5.4 Voor het antwoord op de genoemde vraag acht de raad – anders dan verweerder – niet beslissend of verweerder ooit als advocaat is opgetreden van de juridische entiteit die het geld aan hem heeft uitgeleend. Een dergelijke formalistische visie past niet bij het concept van onafhankelijkheid als hiervoor bedoeld. Verweerder trad op als advocaat van de Stichting Loterijverlies. Niet in geschil is dat de heer X, met wie verweerder naar eigen zeggen al sinds zijn studie bevriend is, het brein achter deze stichting is en niet alleen (via een of meer door hem gecontroleerde vennootschappen) de stichting heeft opgericht maar ook altijd (via een of meer door hem gecontroleerde vennootschappen) enig bestuurder van de stichting is geweest totdat hij medio 2016 door de rechtbank Noord-Holland in die functie geschorst is. Dit betekent dat de heer X als enige instructies aan verweerder als advocaat van de stichting kon geven, althans dat X degene was die de inhoud van die instructies bepaalde. Verweerder diende er dus tegen te waken dat X in een positie zou komen die hem de mogelijkheid zou geven om verweerder in diens rol als advocaat van de stichting onder oneigenlijke druk te zetten. Dat heeft verweerder uit het oog verloren. Door een geldlening aan te gaan met een entiteit waarbinnen X de volledige zeggenschap had, heeft hij zich financieel afhankelijk gemaakt van X. Daarmee heeft hij zijn behoorlijke beroepsuitoefening in gevaar gebracht en dat levert tuchtrechtelijk verwijtbaar handelen op. Daarbij is – anders dan verweerder kennelijk meent – niet van belang of X verweerder daadwerkelijk onder oneigenlijke druk heeft gezet en ook niet of verweerder tegen die druk bestand is gebleken. Ook is niet van belang of – naar verweerder heeft gesteld maar overigens niet heeft gestaafd met betalingsbewijzen – verweerder de geldlening inmiddels geheel heeft afgelost.
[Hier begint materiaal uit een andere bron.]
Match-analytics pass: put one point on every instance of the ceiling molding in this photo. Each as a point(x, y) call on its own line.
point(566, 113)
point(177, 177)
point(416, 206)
Het dekenbezwaar wordt derhalve gegrond verklaard.

5.5 De raad is verder met de deken van oordeel dat het niet fraai is dat hij in eerste instantie, met zijn brief van 10 augustus 2016, de deken heeft trachten te misleiden door te melden dat “de volledige inhoud van het artikel” in De Telegraaf onjuist is. Nu verweerder reeds de volgende dag op zijn schreden is teruggekeerd en de deken toen wel de vereiste openheid van zaken heeft gegeven, wordt hem op dit punt geen zelfstandig ernstig verwijt gemaakt.

6 MAATREGEL

6.1 Verweerder heeft, zoals uit het voorgaande blijkt, gehandeld zoals een advocaat niet betaamt. Gelet op de ernst van de gedraging en alle overige omstandigheden van het geval acht de raad de maatregel van een berisping passend en geboden.

7 KOSTENVEROORDELING

7.1 De raad ziet aanleiding om verweerder overeenkomstig artikel 48, zesde lid, Advocatenwet te veroordelen in de kosten die ten laste komen van de Nederlandse Orde van Advocaten in verband met de behandeling van de zaak. Deze proceskosten worden vastgesteld op EUR 1.000 en moeten binnen vier weken na het onherroepelijk worden van deze beslissing aan de Nederlandse Orde van Advocaten worden betaald. Dit bedrag kan worden betaald op rekeningnummer IBAN:NL85 INGB 0000 079000, BIC:INGBNL2A, t.n.v. Nederlandse Orde van Advocaten, Den Haag, onder vermelding van “kostenveroordeling” en het zaaknummer.

BESLISSING

De raad van discipline:

- verklaart het dekenbezwaar gegrond;

- legt aan verweerder de maatregel van berisping op;

- veroordeelt verweerder tot betaling van de proceskosten van EUR 1.000 aan de Nederlandse Orde van Advocaten;

Aldus beslist door mr. A.P. Schoonbrood-Wessels, voorzitter, mrs. R. Lonterman, M. Middeldorp, B. Roodveldt en C. Wiggers, leden, bijgestaan door mr. N.M.K. Damen als griffier en uitgesproken ter openbare zitting van 24 april 2017.

Griffier Voorzitter

verzending

Deze beslissing is in afschrift op 24 april 2017 verzonden.